Avec plus de 27 millions de touristes générant environ 12 milliards d’euros de dépenses par an, le tourisme constitue un secteur économique très dynamique dans la région Nouvelle-Aquitaine. Et cet afflux de touristes n’est pas sans conséquences pour l’environnement. Pour répondre à ce problème, les professionnels du tourisme se sont engagés dans des démarches éco-responsables. Certaines structures d’hébergement notamment ont décidé de s’y lancer, en devenant volontaires pour obtenir « l’Écolabel européen », label écologique officiel européen. C’est notamment le cas de l’hôtel Campanile de Bordeaux Saint-Jean, officiellement titulaire de cet éco-label depuis 2013.

« Il faut y trouver du sens personnellement », voilà la principale consigne donnée par Marjorie Belliard, directrice du Campanile Bordeaux Saint-Jean. Car si la décision de se lancer dans l’éco-labellisation est louable, l’application du label et les changements que cela impose « sont très contraignants », témoigne celle dont l’hôtel est labellisé depuis 5 ans. « Au niveau des points lumineux, on a du changer la plupart de nos ampoules car elles étaient trop gourmandes en énergie », dit-elle en souriant, avec du recul. En effet, l’éco-label englobe un certain nombre de domaines différents (tri des déchets, énergie, eau, alimentation…), dans lesquels l’hôtel doit respecter des critères bien précis, s’il veut bénéficier du label. « Pourquoi est-ce aussi contraignant ? », se demandent même les dirigeants d’hôtels intéressés et présents pour écouter le témoignage du Campanile Bordeaux. « Les critères sont définis par l’Europe, on ne peut rien y faire », répond Mathieu Anglade, directeur régional délégué de l’ADEME Nouvelle-Aquitaine. Et oui, car si l’accompagnement des hôtels dans les démarches d’éco-labellisation est assuré au niveau régional (coopération entre l’ADEME, l’AFNOR et le Conseil Régional), les normes du label sont définies au niveau européen.

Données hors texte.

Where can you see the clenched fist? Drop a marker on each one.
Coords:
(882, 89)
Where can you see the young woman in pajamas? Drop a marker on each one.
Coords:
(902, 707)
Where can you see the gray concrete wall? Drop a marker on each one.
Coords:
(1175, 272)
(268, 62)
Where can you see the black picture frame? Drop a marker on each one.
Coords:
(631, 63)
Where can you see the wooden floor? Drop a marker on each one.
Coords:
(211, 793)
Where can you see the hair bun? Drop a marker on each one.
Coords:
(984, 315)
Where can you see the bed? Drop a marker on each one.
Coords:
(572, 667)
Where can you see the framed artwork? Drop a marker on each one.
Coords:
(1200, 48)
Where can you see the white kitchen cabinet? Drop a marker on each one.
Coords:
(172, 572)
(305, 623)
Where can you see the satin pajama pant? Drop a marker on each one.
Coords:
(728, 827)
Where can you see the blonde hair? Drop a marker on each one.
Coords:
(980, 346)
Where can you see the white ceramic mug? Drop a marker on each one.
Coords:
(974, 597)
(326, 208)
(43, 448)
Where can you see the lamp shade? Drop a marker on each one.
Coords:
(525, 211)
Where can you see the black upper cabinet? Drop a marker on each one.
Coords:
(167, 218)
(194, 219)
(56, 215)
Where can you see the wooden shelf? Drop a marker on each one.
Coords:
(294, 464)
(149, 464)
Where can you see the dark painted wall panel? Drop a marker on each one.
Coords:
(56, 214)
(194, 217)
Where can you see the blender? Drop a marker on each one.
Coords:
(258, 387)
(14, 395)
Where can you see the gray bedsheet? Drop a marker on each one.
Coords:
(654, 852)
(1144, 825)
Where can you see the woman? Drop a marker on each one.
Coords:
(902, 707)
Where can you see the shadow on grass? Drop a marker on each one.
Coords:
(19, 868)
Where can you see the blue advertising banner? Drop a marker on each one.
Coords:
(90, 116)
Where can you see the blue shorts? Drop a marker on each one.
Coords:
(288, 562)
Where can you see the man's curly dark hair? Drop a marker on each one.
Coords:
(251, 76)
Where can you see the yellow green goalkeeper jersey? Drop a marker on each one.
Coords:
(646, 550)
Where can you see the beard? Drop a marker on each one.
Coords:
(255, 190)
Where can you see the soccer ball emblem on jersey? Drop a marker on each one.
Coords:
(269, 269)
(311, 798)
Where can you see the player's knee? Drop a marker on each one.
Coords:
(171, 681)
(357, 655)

Un label dur à acquérir donc, mais qui peut faire la différence par rapport aux établissements concurrents. En effet, celui-ci est le seul label écologique officiel européen, il est donc gage de qualité dans la démarche écologique. Une démarche qui permet selon l’ADEME aux hôtels titulaires de grandement réduire la consommation d’eau, d’énergie, de détergents et la production de déchets. Des hôtels qui portent donc les valeurs du développement durable dans un milieu (celui du tourisme) plutôt nocif pour l’environnement. Le tourisme de masse et tout ce qu’il engendre (pollution, déchets, gaz à effet de serre…) n’est en effet pas sans conséquences pour l’environnement, et les valeurs portées par cet éco-label s’y opposent. La démarche pédagogique envers les clients fonctionne aussi plutôt bien, et la majorité des clients félicite les hôtels concernés, ce qui prouve « une vraie évolution des mentalités », comme l’explique Marjorie Belliard.

Un manque de communication

Pourtant, le label peine à se faire connaître, autant par le milieu hôtelier que par les touristes, qui font rarement attention à ce genre de choses. « Il y a un vrai décalage » indique même Mathieu Anglade. Un décalage entre le développement durable, dont tout le monde parle et sait son importance pour notre planète, et le peu d’engagement des hôtels dans cette démarche écologique. En effet, selon le site officiel de l'écolabel, au 13 janvier 2017, seulement 342 établissements d’hébergement (dont 96 en Nouvelle-Aquitaine) étaient titulaires de l’éco-label européen, sur plusieurs dizaines de milliers en France. Un manque d’engagement dû à la fois aux nombreuses contraintes du label, mais aussi à un certain manque de communication auquel les partenaires essaient de remédier.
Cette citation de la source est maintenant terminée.